— Дедушка, ты хоть покажи народу огонь в камине, — сказала Олив, потому что Перси растопырился перед камином и совсем заслонил огонь. Алек Уорнер закрыл и убрал блокнот. Поэт не шелохнулся.
— Генри Джеймс теперь в моде, так вот он и пишет о Генри Джеймсе. И, наоборот, глумится над бедным Эрнестом — если это ты мне наливаешь бренди, Олив, то слишком много, половины хватит, — над Эрнестом Доусоном, великолепным лириком.
Он цепко схватил бокал трясущейся клешнеобразной рукой и. едва прихлебнув, точно по волшебству забыл Эрнеста Доусона. Он сказал Алеку:
— Что-то я вас не видел на похоронах Лизы.
— И не могли видеть, — сказал Алек, пристально изучая сухой профиль Перси. — Я в это время был в Фолкстоне.
— Жуткое и пронзительное переживание, — сказал Перси.
— В каком то есть смысле? — поинтересовался Алек.
Старый поэт осклабился, раскатисто прочистил горло, и жадный взор его зажегся воспоминанием о кремации Лизы. Он заговорил, и ненасытные глаза Алека Уорнера пожирали его в свою очередь.
Алек Уорнер ушел, а Перси остался посидеть со своей внучкой. Она приготовила на ужин тушеные грибы с беконом, которые они ели с подносов на коленях. Она поглядывала на него: тосты, разжеванные остатками зубов, были тоже съедены до последней крошки.
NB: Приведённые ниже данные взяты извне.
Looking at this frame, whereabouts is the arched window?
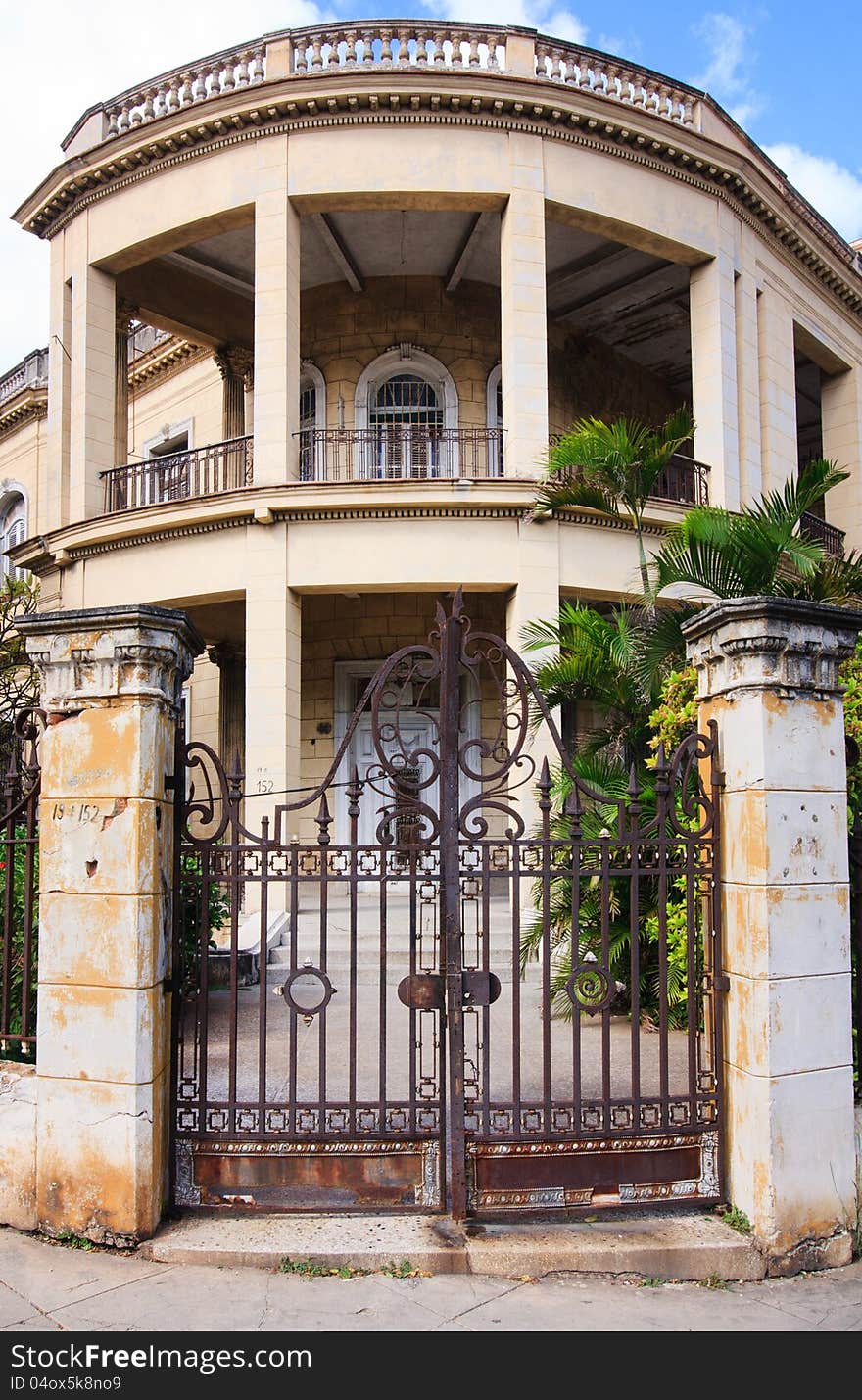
[300,360,326,482]
[486,364,503,476]
[356,345,457,477]
[0,492,26,578]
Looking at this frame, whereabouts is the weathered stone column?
[207,641,245,773]
[686,598,862,1273]
[689,203,739,511]
[213,346,252,443]
[21,606,203,1242]
[500,134,548,476]
[114,297,137,466]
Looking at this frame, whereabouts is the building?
[0,23,862,823]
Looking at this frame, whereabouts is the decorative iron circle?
[281,963,334,1016]
[565,962,616,1016]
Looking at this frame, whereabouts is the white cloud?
[0,0,331,374]
[420,0,588,43]
[692,10,764,126]
[764,141,862,238]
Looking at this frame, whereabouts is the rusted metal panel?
[184,1141,440,1210]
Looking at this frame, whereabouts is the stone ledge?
[140,1213,767,1281]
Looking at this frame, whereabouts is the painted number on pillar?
[50,802,101,825]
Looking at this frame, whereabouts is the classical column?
[500,134,548,476]
[245,525,303,825]
[689,215,739,509]
[213,345,254,443]
[685,598,862,1274]
[757,287,799,492]
[70,261,117,521]
[114,297,138,466]
[505,519,559,830]
[255,137,300,486]
[734,266,763,503]
[207,641,245,773]
[20,606,203,1243]
[820,364,862,549]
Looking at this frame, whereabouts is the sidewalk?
[0,1230,862,1332]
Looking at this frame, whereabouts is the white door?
[350,710,438,845]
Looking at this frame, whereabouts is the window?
[138,418,192,506]
[356,345,457,477]
[0,492,26,578]
[486,364,503,476]
[300,360,326,482]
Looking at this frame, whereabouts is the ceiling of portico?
[121,209,692,394]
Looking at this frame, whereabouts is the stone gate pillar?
[685,598,862,1273]
[20,606,203,1243]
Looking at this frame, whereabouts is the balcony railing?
[297,423,503,482]
[799,511,843,558]
[652,453,709,506]
[101,437,254,515]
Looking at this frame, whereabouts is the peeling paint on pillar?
[14,606,203,1243]
[686,598,862,1274]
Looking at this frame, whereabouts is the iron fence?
[101,437,254,515]
[295,423,503,482]
[0,710,43,1063]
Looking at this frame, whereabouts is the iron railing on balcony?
[652,453,709,506]
[101,437,254,515]
[297,423,503,482]
[799,511,843,558]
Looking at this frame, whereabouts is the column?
[43,229,72,535]
[686,598,862,1274]
[500,134,548,477]
[245,525,303,835]
[207,641,245,773]
[69,262,117,521]
[734,266,763,503]
[255,137,300,486]
[820,365,862,551]
[689,212,739,511]
[114,297,137,466]
[505,521,559,830]
[213,345,254,443]
[757,287,799,492]
[20,606,203,1244]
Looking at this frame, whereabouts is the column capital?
[19,603,205,714]
[114,297,140,336]
[683,597,862,700]
[213,345,255,388]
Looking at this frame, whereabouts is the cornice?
[0,388,48,441]
[128,337,213,394]
[16,72,862,314]
[14,495,680,575]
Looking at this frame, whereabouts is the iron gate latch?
[398,967,500,1011]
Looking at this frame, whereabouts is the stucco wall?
[0,1060,36,1230]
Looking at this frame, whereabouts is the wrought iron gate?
[173,594,722,1218]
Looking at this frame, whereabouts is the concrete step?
[140,1211,765,1281]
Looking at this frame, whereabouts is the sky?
[0,0,862,374]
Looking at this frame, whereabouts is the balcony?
[101,424,710,514]
[799,511,843,558]
[101,437,254,515]
[295,423,503,483]
[652,453,709,506]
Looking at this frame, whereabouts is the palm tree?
[522,601,660,773]
[533,408,694,607]
[649,458,862,604]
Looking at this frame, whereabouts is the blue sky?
[0,0,862,372]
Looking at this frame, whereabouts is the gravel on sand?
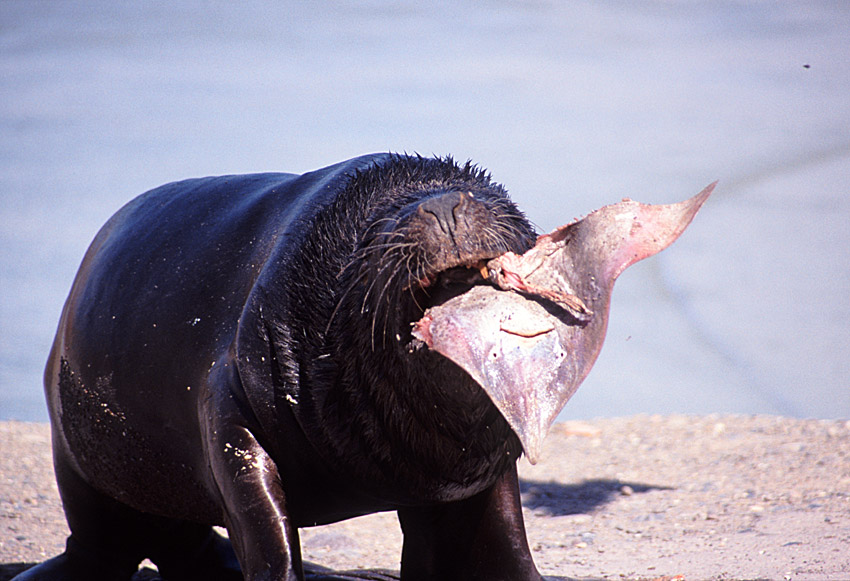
[0,415,850,581]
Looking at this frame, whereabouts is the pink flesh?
[413,184,715,463]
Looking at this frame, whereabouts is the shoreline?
[0,415,850,581]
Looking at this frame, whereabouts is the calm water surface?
[0,0,850,421]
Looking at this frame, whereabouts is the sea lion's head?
[334,158,536,350]
[315,157,536,500]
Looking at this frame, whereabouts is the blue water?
[0,0,850,421]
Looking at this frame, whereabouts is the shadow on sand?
[0,480,670,581]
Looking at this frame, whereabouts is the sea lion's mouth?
[410,259,489,310]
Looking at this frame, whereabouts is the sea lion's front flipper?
[413,184,714,463]
[201,362,304,581]
[398,464,541,581]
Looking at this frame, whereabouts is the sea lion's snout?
[400,191,518,288]
[417,192,470,242]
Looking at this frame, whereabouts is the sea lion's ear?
[413,184,715,463]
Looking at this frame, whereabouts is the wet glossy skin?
[22,156,539,581]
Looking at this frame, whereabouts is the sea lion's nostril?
[419,192,464,239]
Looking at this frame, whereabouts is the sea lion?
[19,154,540,581]
[16,154,707,581]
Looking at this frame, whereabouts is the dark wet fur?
[270,157,535,502]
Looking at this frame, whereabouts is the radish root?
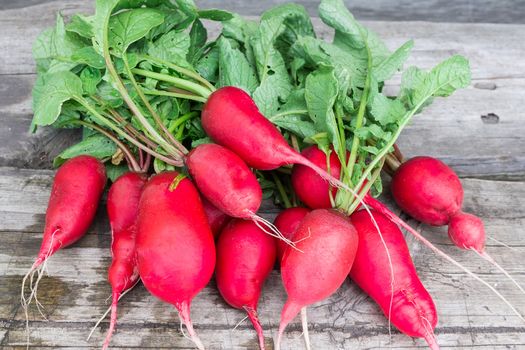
[365,196,525,322]
[301,306,312,350]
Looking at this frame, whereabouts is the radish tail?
[301,306,312,350]
[102,292,120,350]
[86,281,139,340]
[176,302,205,350]
[365,195,525,322]
[250,213,297,249]
[275,301,302,350]
[474,250,525,294]
[244,306,266,350]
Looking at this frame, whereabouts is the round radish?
[137,171,215,349]
[215,219,276,350]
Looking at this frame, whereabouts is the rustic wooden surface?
[0,0,525,349]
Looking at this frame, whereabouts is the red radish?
[137,171,215,349]
[215,219,276,350]
[201,198,230,238]
[186,144,288,243]
[291,146,341,209]
[364,194,525,322]
[273,207,310,263]
[201,86,349,190]
[392,157,525,293]
[102,172,147,349]
[275,209,358,350]
[350,210,439,349]
[21,155,106,325]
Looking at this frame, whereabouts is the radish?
[215,219,276,350]
[186,144,290,243]
[97,172,147,349]
[350,210,439,349]
[201,197,230,238]
[273,207,310,264]
[201,86,349,190]
[391,157,525,293]
[276,209,358,350]
[291,146,341,209]
[137,171,215,349]
[21,155,106,330]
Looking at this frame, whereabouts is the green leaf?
[370,94,406,126]
[401,55,470,108]
[217,38,259,94]
[53,134,117,167]
[198,9,234,22]
[71,46,106,69]
[33,14,84,73]
[187,19,208,63]
[148,31,191,67]
[31,71,83,130]
[109,8,164,55]
[80,67,102,95]
[305,67,341,150]
[66,14,94,39]
[373,40,414,82]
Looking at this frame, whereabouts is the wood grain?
[0,168,525,349]
[0,1,525,180]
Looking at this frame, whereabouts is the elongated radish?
[215,219,276,350]
[291,146,341,209]
[201,197,231,238]
[392,157,525,293]
[186,144,290,243]
[275,209,358,350]
[137,171,215,349]
[350,210,439,349]
[21,156,106,334]
[201,86,348,189]
[102,172,147,349]
[273,207,310,264]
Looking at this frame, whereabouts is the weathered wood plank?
[0,9,525,180]
[0,168,525,349]
[0,0,525,23]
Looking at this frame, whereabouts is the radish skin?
[215,219,276,350]
[273,207,310,264]
[350,210,439,349]
[186,144,290,243]
[102,172,147,350]
[21,155,106,345]
[201,86,350,190]
[275,209,358,350]
[137,171,215,349]
[391,157,525,294]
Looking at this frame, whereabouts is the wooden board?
[0,168,525,349]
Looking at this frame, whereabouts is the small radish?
[273,207,310,264]
[201,197,230,238]
[97,172,147,349]
[137,171,215,349]
[186,144,283,243]
[201,86,348,190]
[391,157,525,293]
[350,210,439,349]
[275,209,358,350]
[215,219,276,350]
[291,146,341,209]
[21,155,106,330]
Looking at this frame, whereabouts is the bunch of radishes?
[21,0,521,349]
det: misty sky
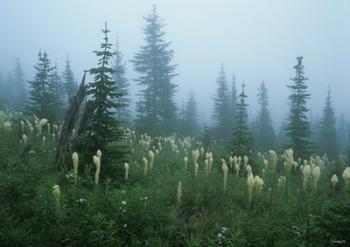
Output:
[0,0,350,124]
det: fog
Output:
[0,0,350,126]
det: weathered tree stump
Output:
[54,72,87,170]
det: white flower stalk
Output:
[343,167,350,189]
[148,150,154,169]
[221,159,228,191]
[93,155,101,185]
[194,163,199,177]
[96,149,102,159]
[72,152,79,183]
[284,148,294,173]
[293,161,299,171]
[184,156,188,169]
[205,152,213,160]
[176,181,182,205]
[200,147,205,158]
[204,159,209,177]
[208,155,214,174]
[245,165,253,177]
[2,121,11,131]
[254,176,264,193]
[269,150,278,171]
[52,184,61,208]
[264,159,269,170]
[331,174,339,189]
[228,155,233,168]
[247,174,255,204]
[21,120,24,132]
[192,149,199,166]
[124,162,129,180]
[312,166,321,189]
[22,134,28,146]
[36,118,48,136]
[234,159,240,176]
[303,165,311,190]
[243,155,249,168]
[142,157,148,177]
[277,176,286,189]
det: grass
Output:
[0,114,350,246]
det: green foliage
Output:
[318,88,338,160]
[254,81,276,152]
[75,24,127,176]
[286,57,312,158]
[229,82,253,157]
[213,65,232,143]
[0,116,350,246]
[62,57,78,100]
[27,51,59,122]
[180,92,199,136]
[132,6,177,135]
[113,42,131,126]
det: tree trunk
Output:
[54,72,87,170]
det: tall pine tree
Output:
[255,81,276,151]
[286,57,312,159]
[230,74,238,129]
[229,82,253,157]
[78,23,125,174]
[113,39,131,126]
[337,113,348,154]
[181,92,199,136]
[27,51,57,122]
[62,56,78,100]
[213,65,232,143]
[318,88,338,160]
[13,58,26,110]
[132,6,177,135]
[50,65,66,120]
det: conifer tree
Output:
[113,42,131,126]
[229,82,253,157]
[12,58,26,110]
[230,74,237,129]
[181,92,198,136]
[255,81,276,151]
[276,120,289,150]
[337,113,348,154]
[132,6,177,135]
[77,23,126,174]
[4,72,16,110]
[286,57,312,158]
[0,71,5,108]
[200,124,213,151]
[214,65,232,143]
[62,57,78,100]
[49,65,67,120]
[27,51,57,122]
[318,88,338,160]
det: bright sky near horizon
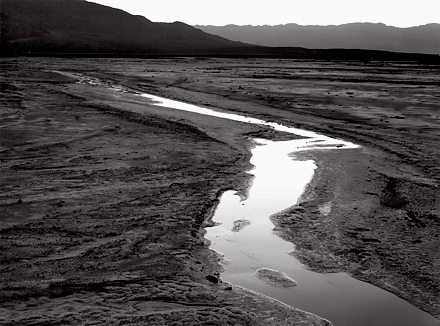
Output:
[88,0,440,27]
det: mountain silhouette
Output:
[194,23,440,54]
[0,0,251,54]
[0,0,440,64]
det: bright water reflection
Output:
[142,94,440,326]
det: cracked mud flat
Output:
[0,58,440,325]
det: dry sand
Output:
[0,58,440,325]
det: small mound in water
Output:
[232,220,251,232]
[256,268,296,288]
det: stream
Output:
[56,71,440,326]
[141,94,440,326]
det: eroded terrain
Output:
[0,58,440,325]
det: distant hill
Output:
[0,0,251,54]
[0,0,440,64]
[194,23,440,54]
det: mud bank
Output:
[0,58,440,325]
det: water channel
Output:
[142,94,440,326]
[57,71,440,326]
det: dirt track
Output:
[0,58,440,325]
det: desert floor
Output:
[0,58,440,325]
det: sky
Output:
[88,0,440,27]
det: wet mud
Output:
[0,58,440,325]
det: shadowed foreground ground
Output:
[0,58,440,325]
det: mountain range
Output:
[0,0,249,54]
[194,23,440,54]
[0,0,440,63]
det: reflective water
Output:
[57,71,440,326]
[142,94,440,326]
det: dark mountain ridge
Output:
[0,0,440,64]
[0,0,251,53]
[194,23,440,54]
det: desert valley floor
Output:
[0,57,440,325]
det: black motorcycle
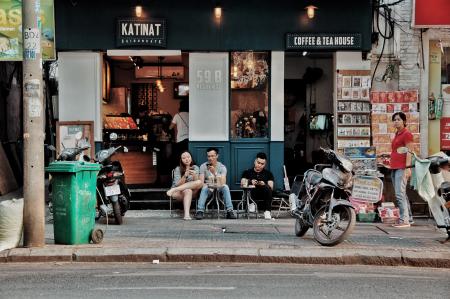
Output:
[95,146,131,224]
[290,148,356,246]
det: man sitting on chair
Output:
[241,153,273,220]
[195,147,236,220]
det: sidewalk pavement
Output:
[0,210,450,268]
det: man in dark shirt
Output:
[241,153,273,219]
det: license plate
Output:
[105,185,120,196]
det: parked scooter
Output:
[95,146,131,224]
[397,147,450,243]
[289,148,356,246]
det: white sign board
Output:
[189,53,230,141]
[352,176,383,203]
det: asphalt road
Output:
[0,263,450,299]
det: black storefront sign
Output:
[286,33,362,50]
[116,18,167,48]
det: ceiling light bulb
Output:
[305,5,317,19]
[214,6,222,19]
[135,5,142,18]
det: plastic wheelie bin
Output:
[46,161,103,245]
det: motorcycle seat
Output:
[427,156,450,174]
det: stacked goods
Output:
[378,202,400,224]
[350,197,377,222]
[104,116,138,129]
[370,90,420,158]
[336,70,371,150]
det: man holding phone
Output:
[195,147,236,220]
[241,152,273,220]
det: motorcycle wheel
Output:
[313,206,356,246]
[113,201,123,225]
[294,218,309,237]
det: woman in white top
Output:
[169,100,189,167]
[167,151,203,220]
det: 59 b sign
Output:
[196,69,223,90]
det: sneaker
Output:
[227,210,236,219]
[392,222,411,228]
[195,211,204,220]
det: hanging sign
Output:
[441,117,450,151]
[412,0,450,28]
[116,18,167,48]
[352,176,383,203]
[0,0,56,61]
[286,33,361,50]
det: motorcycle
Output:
[94,146,131,225]
[289,148,356,246]
[397,147,450,243]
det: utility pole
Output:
[22,0,45,247]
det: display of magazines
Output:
[370,90,420,159]
[335,70,371,150]
[103,116,138,130]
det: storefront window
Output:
[230,52,270,139]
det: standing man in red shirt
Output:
[391,112,413,227]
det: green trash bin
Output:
[46,161,100,245]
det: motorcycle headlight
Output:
[322,168,351,188]
[97,150,109,163]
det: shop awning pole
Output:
[22,0,45,247]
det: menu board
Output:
[370,90,420,154]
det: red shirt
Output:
[391,128,413,169]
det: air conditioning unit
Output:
[134,65,184,80]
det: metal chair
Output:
[236,187,258,219]
[204,185,226,219]
[169,169,198,217]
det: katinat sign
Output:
[413,0,450,28]
[116,19,167,48]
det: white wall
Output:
[58,52,102,141]
[270,52,284,141]
[189,53,230,141]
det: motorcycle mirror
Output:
[397,146,409,154]
[75,131,83,140]
[109,132,118,141]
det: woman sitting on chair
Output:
[167,151,203,220]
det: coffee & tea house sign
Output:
[286,33,361,50]
[116,18,167,48]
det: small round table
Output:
[236,185,258,219]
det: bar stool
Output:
[236,185,258,219]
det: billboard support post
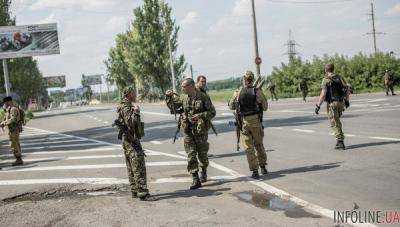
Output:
[3,59,10,96]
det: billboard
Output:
[0,23,60,59]
[82,75,103,86]
[43,75,66,88]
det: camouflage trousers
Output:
[385,84,394,95]
[240,114,267,171]
[183,133,210,173]
[8,131,21,158]
[327,101,344,141]
[122,140,148,197]
[301,90,308,101]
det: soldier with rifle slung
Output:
[113,86,151,200]
[229,71,268,179]
[165,78,216,190]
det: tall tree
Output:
[106,0,186,99]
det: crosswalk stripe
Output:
[21,139,86,146]
[0,161,187,174]
[23,143,102,150]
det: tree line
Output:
[0,0,48,107]
[208,53,400,97]
[104,0,186,100]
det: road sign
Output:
[255,57,262,65]
[82,75,103,86]
[0,23,60,59]
[43,75,66,88]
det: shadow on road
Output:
[154,188,231,200]
[346,141,400,150]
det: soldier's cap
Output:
[123,85,135,95]
[3,96,12,103]
[243,71,254,81]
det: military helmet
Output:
[243,71,254,81]
[123,85,135,95]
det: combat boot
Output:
[189,172,201,190]
[12,157,24,166]
[251,170,260,180]
[335,140,346,150]
[200,169,207,183]
[260,166,268,175]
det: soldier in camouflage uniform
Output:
[229,71,268,179]
[0,97,24,166]
[299,78,308,102]
[166,78,216,189]
[117,87,150,200]
[315,64,350,150]
[384,70,396,96]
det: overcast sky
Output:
[8,0,400,88]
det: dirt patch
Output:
[0,185,130,205]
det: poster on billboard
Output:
[82,75,102,86]
[43,75,66,88]
[0,23,60,59]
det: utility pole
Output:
[251,0,261,76]
[285,30,299,62]
[159,0,176,92]
[367,2,384,54]
[3,59,11,96]
[190,65,193,79]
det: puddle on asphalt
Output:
[233,191,321,218]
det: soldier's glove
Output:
[315,104,321,115]
[344,100,350,109]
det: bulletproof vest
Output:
[326,75,346,103]
[239,87,260,116]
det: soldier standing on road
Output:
[268,81,278,101]
[315,64,350,150]
[299,78,308,102]
[229,71,268,179]
[0,96,25,166]
[166,78,216,190]
[117,86,150,200]
[384,70,396,96]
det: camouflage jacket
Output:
[228,88,268,111]
[166,89,216,134]
[1,106,22,132]
[117,99,144,141]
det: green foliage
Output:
[207,77,242,90]
[105,0,186,100]
[267,53,400,97]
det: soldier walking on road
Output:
[166,78,216,190]
[299,78,308,102]
[116,86,150,200]
[315,64,350,150]
[229,71,268,179]
[0,96,25,166]
[384,70,396,96]
[268,81,278,101]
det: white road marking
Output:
[21,139,86,146]
[23,143,101,150]
[19,126,375,226]
[150,140,162,145]
[0,178,129,186]
[0,161,187,174]
[292,128,315,133]
[150,176,235,184]
[368,136,400,141]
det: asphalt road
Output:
[0,93,400,226]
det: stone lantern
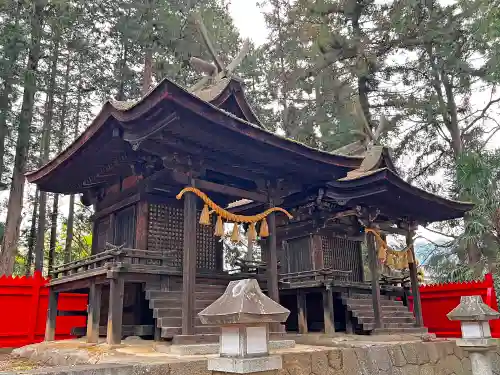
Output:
[198,279,290,374]
[448,296,500,375]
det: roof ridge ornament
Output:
[189,12,250,93]
[334,97,391,179]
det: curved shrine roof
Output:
[26,79,362,193]
[325,168,474,223]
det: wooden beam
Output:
[366,229,382,328]
[297,289,308,334]
[406,231,424,327]
[141,138,275,182]
[106,274,125,345]
[323,288,335,335]
[266,199,280,303]
[182,181,197,335]
[87,282,102,344]
[45,287,59,341]
[92,193,141,220]
[196,180,267,202]
[154,170,267,203]
[135,200,149,250]
[311,234,325,270]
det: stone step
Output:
[371,327,428,335]
[355,303,411,314]
[146,290,223,302]
[356,316,415,324]
[362,322,415,331]
[149,298,215,310]
[342,298,404,307]
[153,306,203,318]
[172,333,220,345]
[156,316,203,327]
[342,293,390,301]
[350,309,414,319]
[161,326,220,338]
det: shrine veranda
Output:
[22,70,472,344]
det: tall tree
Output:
[0,0,26,185]
[35,31,61,272]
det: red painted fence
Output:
[0,272,87,348]
[409,273,500,338]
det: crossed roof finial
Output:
[189,12,250,92]
[334,98,390,176]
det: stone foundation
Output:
[6,340,500,375]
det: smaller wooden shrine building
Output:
[27,62,472,344]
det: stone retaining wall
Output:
[7,341,500,375]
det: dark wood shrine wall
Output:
[93,203,223,271]
[147,203,223,271]
[278,235,363,282]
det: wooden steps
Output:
[144,283,226,341]
[341,293,427,334]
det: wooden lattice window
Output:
[148,204,217,270]
[92,216,111,254]
[148,204,184,268]
[321,236,363,281]
[113,206,136,248]
[280,236,313,273]
[196,212,218,270]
Одолев самую трудную корочку, он поднял глаза и увидел, что Олив глядит на него. Он дожевал и проговорил:
— Нескончаемое упорство.
— Что ты говоришь, дедушка?
— Нескончаемое упорство лежит в основе доктрины, победительной в малом и большом.
— Скажи, дедушка, ты читал когда-нибудь книги Чармиан Пайпер?
— Еще бы, все мы чуть не наизусть знали ее книги. Какая она была очаровательная женщина. Послушала бы ты, как она читала стихи с помоста при былых стечениях любителей поэзии. Гарольд Мунро всегда говорил…
— Ее сын Эрик сказал мне, будто романы ее, есть слух, собрались переиздавать. К ним, дескать, заново пробудился интерес. Эрик говорит, даже статья про это была. Но его-то послушать, так в романах только и есть, что один другому говорит «туше», и все там вздор, а интерес возобновился, потому что мать его такая старая, однако жива, и была когда-то очень знаменитая.
— Она и сейчас знаменитая. И всегда была. С тобой несчастье, Олив, что ты ни в чем ничего не смыслишь. Все знают, кто такая Чармиан Пайпер.
— Вовсе даже не знают. Никто про нее слыхом не слыхал, кроме совсем уж стариков, только что вот теперь интерес возрождается. Я же тебе говорю, была статья…
— Что ты понимаешь в литературе.
— Туше, — огрызнулась она: ведь Перси всегда делал вид, что и его-то стихи никто не забыл. Потом она дала ему три фунта, чтобы расплатиться за свою жестокость, хотя он никакой жестокости не заметил: ему возрождение интереса было непонятно, потому что он не признавал предшествовавшего ему угасания.
И все же он взял у Олив три фунта, не имея ни малейшего понятия о ее дополнительных ресурсах: ей осталось кое-что от матери и, кроме того, она подрабатывала на Би-Би-Си.
Деньги он никуда не дел, проехавши автобусом и потом метро на Лестер-сквер, где почтовое отделение работало всю ночь, и начертал, на многих и многих бланках, большими нетвердыми буквами телеграфное послание — Гаю Литу, Старые Конюшни, Стедрост, Суррей:
«Вы чудовищно не правы насчет Эрнеста Доусона несравненно пронзительного поэта который начисто избег сентиментальности и самосожаления тчк Эрнест Доусон был духовным и поэтическим отпрыском Суинберна Теннисона и особенно Верлена чей стих его поистине преследовал а стихи Доусона надо читать вслух не то что некоторые более поздние тчк Я вызвал музыкантов велел принесть вина строка Однако ж праздник кончен и фонари погасли строка И пала тень твоя Синара и в ночь и в нас строка О надо мной во мне тоскливо страсть играет и так далее тчк Прочтите вслух какого черта ваша вшивая аллитерация плевать на нее вы чудовищно не правы = Перси Мэннеринг».
Он сунул в окошечко ворох исписанных бланков. Телеграфист, прищурившись, поглядел на Перси, а тот показал ему три фунтовые кредитки.
— Вы уверены, — сказал тогда телеграфист, — что вам надо все это отправить?
— Надо, — прорычал Перси Мэннеринг. Он отдал телеграфисту две кредитки, взял сдачу и ушел, растворившись в ночном уличном мареве.